Si tu as battu Brome-Missisquoi en auto ou à vélo, avoue, tu n’as jamais mis les pieds à Bolton-Ouest, ce secret (trop) bien gardé. Et au diable les jeux de mots faciles : tu auras la piqure pour Apiculture WB Gold et pour ce non-village qu’est West Bolton!

On y arrive généralement par l’autoroute 10, sinon par Lac-Brome. Des rangs bucoliques, des coteaux, des vallons et des belles maisons. Il fait bon se perdre dans les chemins de cette municipalité qui ne compte pas d’agglomération, mais néanmoins une vie vibrante depuis 2016 grâce au Collectif de Bolton-Ouest, un regroupement à but non lucratif de 40 propriétaires agricoles et forestiers qui développent de manière durable et rentable leur territoire.

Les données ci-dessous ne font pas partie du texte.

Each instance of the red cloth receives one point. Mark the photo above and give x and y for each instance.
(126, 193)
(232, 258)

Deux de ceux-là : le couple formé par Nancy Lanteigne et Syed Mohamed. Comme pas mal de résidents, ces natifs de Montréal ont été attirés il y a cinq ans par la verdure et l’air pur, notamment pour y élever leur petite Leilah. D’un « élevage » à l’autre, pourquoi pas les abeilles? Et les vaches Highland écossaise à long poil? « Je voulais des bisons, mais ce furent des vaches, celles de l’ancien propriétaire de la ferme! », rigole Nancy. Avec l’aide de Lise Boucher et John Badger, éleveurs émérites de Highland du même bled, ils ont appris les rudiments des ruminants.

« Nous utilisons les vaches pour régénérer les sols rocailleux de nos 200 hectares, ce qui permet ensuite de produire plus de foin, vendu à d’autres producteurs », éclaire Nancy. En effet, les bovins n’ont pas leur pareil pour brouter des parcelles pendant deux ou trois jours avant d’être transférés dans de nouveaux pâturages, laissant derrière des bouses salvatrices, riches en matières fertilisantes, bourrées de microorganismes pour dynamiser la vie des sols. Le troupeau, actuellement de 17 têtes, devrait passer à 25.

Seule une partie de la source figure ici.